Purpose: Final checks before declaring plan complete. Structure:
<verification>
Before declaring plan complete:
- [ ] [Specific test command]
- [ ] [Build/type check passes]
- [ ] [Behavior verification]
</verification>
Example:
<verification>
Before declaring plan complete:
- [ ] npm run build succeeds
- [ ] npm test passes all tests
- [ ] TypeScript has no errors
- [ ] All endpoints return expected status codes
- [ ] No console errors or warnings
</verification>

<success_criteria>

Purpose: Overall plan success definition. Structure:
<success_criteria>
- All tasks completed
- All verification checks pass
- No errors or warnings introduced
- [Plan-specific criteria]
</success_criteria>

<output>

Purpose: Where to write the completion summary.

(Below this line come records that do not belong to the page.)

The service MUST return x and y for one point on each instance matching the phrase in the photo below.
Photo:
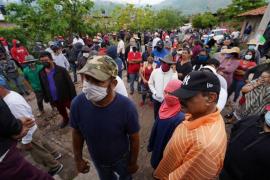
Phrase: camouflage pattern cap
(100, 67)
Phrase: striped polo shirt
(196, 150)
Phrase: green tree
(237, 7)
(46, 18)
(168, 18)
(205, 20)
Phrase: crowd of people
(185, 80)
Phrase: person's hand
(27, 147)
(82, 166)
(27, 123)
(260, 81)
(133, 168)
(145, 82)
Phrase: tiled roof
(255, 12)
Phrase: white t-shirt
(20, 109)
(75, 40)
(156, 39)
(121, 47)
(120, 87)
(61, 60)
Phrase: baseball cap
(3, 82)
(167, 59)
(30, 58)
(160, 43)
(100, 68)
(196, 82)
(149, 44)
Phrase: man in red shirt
(134, 60)
(18, 51)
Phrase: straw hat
(232, 50)
(252, 41)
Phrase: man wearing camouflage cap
(107, 121)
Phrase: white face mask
(86, 55)
(267, 118)
(92, 92)
(248, 57)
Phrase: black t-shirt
(247, 155)
(9, 126)
(183, 69)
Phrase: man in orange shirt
(134, 60)
(197, 147)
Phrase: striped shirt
(195, 151)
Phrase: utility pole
(264, 23)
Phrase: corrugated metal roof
(255, 12)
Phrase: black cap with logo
(198, 81)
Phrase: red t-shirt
(134, 68)
(19, 53)
(244, 66)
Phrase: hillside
(194, 6)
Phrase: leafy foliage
(47, 18)
(145, 18)
(237, 7)
(205, 20)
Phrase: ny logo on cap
(209, 85)
(185, 81)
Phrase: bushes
(13, 33)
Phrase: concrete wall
(254, 21)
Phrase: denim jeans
(145, 91)
(73, 68)
(40, 98)
(19, 84)
(157, 105)
(236, 88)
(114, 171)
(133, 78)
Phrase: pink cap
(173, 85)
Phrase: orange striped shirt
(195, 151)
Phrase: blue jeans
(236, 88)
(19, 84)
(73, 68)
(145, 91)
(132, 79)
(114, 171)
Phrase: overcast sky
(119, 1)
(138, 1)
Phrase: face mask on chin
(228, 56)
(171, 100)
(267, 118)
(86, 55)
(248, 57)
(251, 47)
(159, 48)
(165, 67)
(46, 65)
(93, 92)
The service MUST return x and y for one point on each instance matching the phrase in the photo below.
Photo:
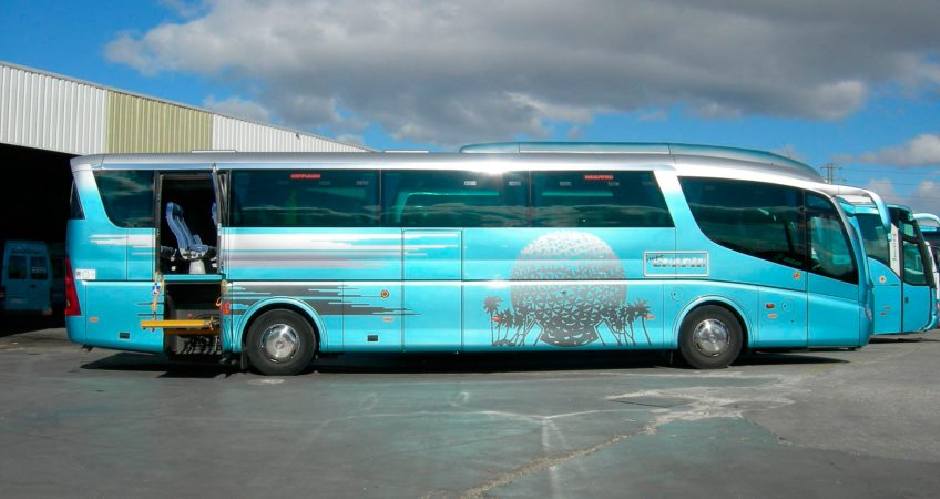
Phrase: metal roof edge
(107, 88)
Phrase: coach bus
(904, 294)
(901, 296)
(929, 225)
(270, 259)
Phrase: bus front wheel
(280, 343)
(711, 338)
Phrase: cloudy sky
(856, 82)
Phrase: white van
(25, 278)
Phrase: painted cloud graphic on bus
(566, 315)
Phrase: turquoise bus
(270, 259)
(904, 289)
(929, 225)
(901, 294)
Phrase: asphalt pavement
(833, 423)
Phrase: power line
(831, 169)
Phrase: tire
(711, 338)
(280, 342)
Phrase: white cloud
(453, 71)
(921, 150)
(925, 197)
(790, 151)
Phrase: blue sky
(862, 89)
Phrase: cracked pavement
(826, 423)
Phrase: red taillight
(72, 308)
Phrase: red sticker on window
(305, 176)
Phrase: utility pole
(831, 169)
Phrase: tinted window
(598, 199)
(127, 197)
(830, 251)
(38, 268)
(75, 205)
(761, 220)
(914, 272)
(304, 198)
(913, 249)
(454, 199)
(17, 268)
(875, 237)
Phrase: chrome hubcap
(711, 337)
(279, 342)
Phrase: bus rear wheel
(280, 343)
(711, 338)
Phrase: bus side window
(454, 199)
(304, 198)
(127, 197)
(75, 205)
(830, 252)
(757, 219)
(598, 199)
(17, 267)
(38, 270)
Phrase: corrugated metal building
(55, 113)
(46, 119)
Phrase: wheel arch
(720, 301)
(255, 311)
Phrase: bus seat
(190, 245)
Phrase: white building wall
(42, 111)
(244, 136)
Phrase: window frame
(122, 222)
(24, 268)
(802, 223)
(657, 191)
(526, 206)
(230, 217)
(843, 228)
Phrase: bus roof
(771, 159)
(683, 164)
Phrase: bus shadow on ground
(490, 363)
(894, 340)
(142, 362)
(19, 324)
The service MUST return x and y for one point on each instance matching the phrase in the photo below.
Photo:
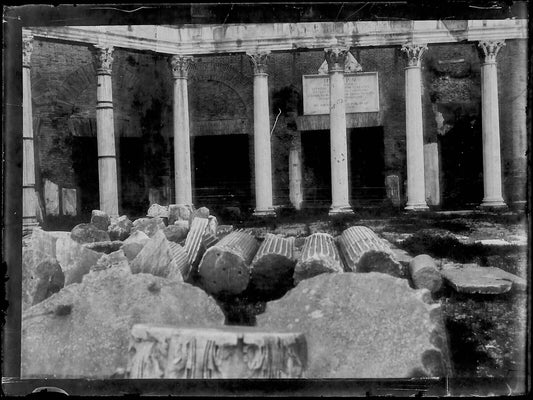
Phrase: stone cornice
(232, 38)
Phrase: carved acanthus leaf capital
(259, 62)
(414, 53)
(336, 57)
(103, 59)
(27, 49)
(181, 66)
(488, 50)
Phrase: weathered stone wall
(221, 102)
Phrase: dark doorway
(134, 199)
(85, 165)
(367, 165)
(317, 168)
(462, 164)
(221, 171)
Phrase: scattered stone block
(425, 274)
(75, 259)
(51, 198)
(223, 230)
(134, 244)
(148, 225)
(319, 255)
(202, 212)
(392, 184)
(180, 258)
(225, 267)
(47, 279)
(472, 278)
(88, 233)
(273, 265)
(91, 341)
(43, 245)
(120, 228)
(115, 259)
(176, 233)
(212, 225)
(154, 258)
(100, 219)
(363, 251)
(179, 212)
(157, 210)
(105, 247)
(194, 239)
(70, 201)
(363, 326)
(230, 352)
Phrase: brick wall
(221, 99)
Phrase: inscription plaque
(361, 93)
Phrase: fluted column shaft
(105, 132)
(180, 66)
(262, 147)
(416, 192)
(29, 197)
(490, 120)
(340, 189)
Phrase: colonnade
(336, 57)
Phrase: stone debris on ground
(134, 244)
(155, 258)
(424, 273)
(120, 228)
(105, 247)
(114, 259)
(47, 278)
(83, 330)
(100, 219)
(273, 265)
(225, 267)
(88, 233)
(363, 326)
(319, 255)
(193, 243)
(363, 251)
(472, 278)
(157, 210)
(214, 353)
(75, 259)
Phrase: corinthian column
(29, 198)
(262, 150)
(340, 190)
(105, 132)
(490, 121)
(416, 192)
(180, 66)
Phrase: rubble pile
(84, 290)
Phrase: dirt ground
(486, 333)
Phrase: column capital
(336, 57)
(414, 52)
(180, 66)
(488, 50)
(27, 49)
(103, 59)
(259, 61)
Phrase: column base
(340, 210)
(417, 207)
(269, 212)
(493, 204)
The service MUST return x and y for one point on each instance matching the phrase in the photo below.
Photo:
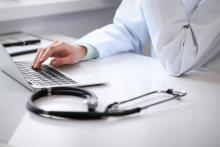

Structure:
<output>
After completion, create `.planning/phases/XX-name/{phase}-{plan}-SUMMARY.md`
</output>

Real Example from README

From the “Why It Works” section:
<task type="auto">
  <name>Create login endpoint</name>
  <files>src/app/api/auth/login/route.ts</files>
  <action>
Use jose for JWT (not jsonwebtoken - CommonJS issues).
Validate credentials against users table.
Return httpOnly cookie on success.
  </action>
  <verify>curl -X POST localhost:3000/api/auth/login returns 200 + Set-Cookie</verify>
  <done>Valid credentials return cookie, invalid return 401</done>
</task>
What makes this work:
  1. Precise technology choice: “Use jose for JWT (not jsonwebtoken - CommonJS issues)”
  2. Clear verification: Exact curl command with expected output
  3. Measurable done criteria: Specific behaviors to test
  4. No ambiguity: Claude knows exactly what to build and how to verify

Anti-Patterns

Vague Actions

Bad:
<action>Set up authentication</action>
Good:
<action>
Create POST endpoint at /api/auth/login that:
1. Validates credentials with Zod
2. Compares password with bcrypt.compare
3. Returns JWT in httpOnly cookie
Use jose for JWT (not jsonwebtoken - CommonJS issues).
</action>

Non-Verifiable Checks

Bad:
<verify>Authentication works</verify>
Good:
<verify>curl -X POST localhost:3000/api/auth/login -d '{"email":"test@example.com","password":"Test123!"}' returns 200 + Set-Cookie header</verify>

Missing Context

Bad:
<action>Use JWT for authentication</action>
Good:
<action>
Use jose for JWT (not jsonwebtoken - CommonJS issues in Next.js App Router).
Sign with HS256, 24h expiration.
Store in httpOnly cookie for security.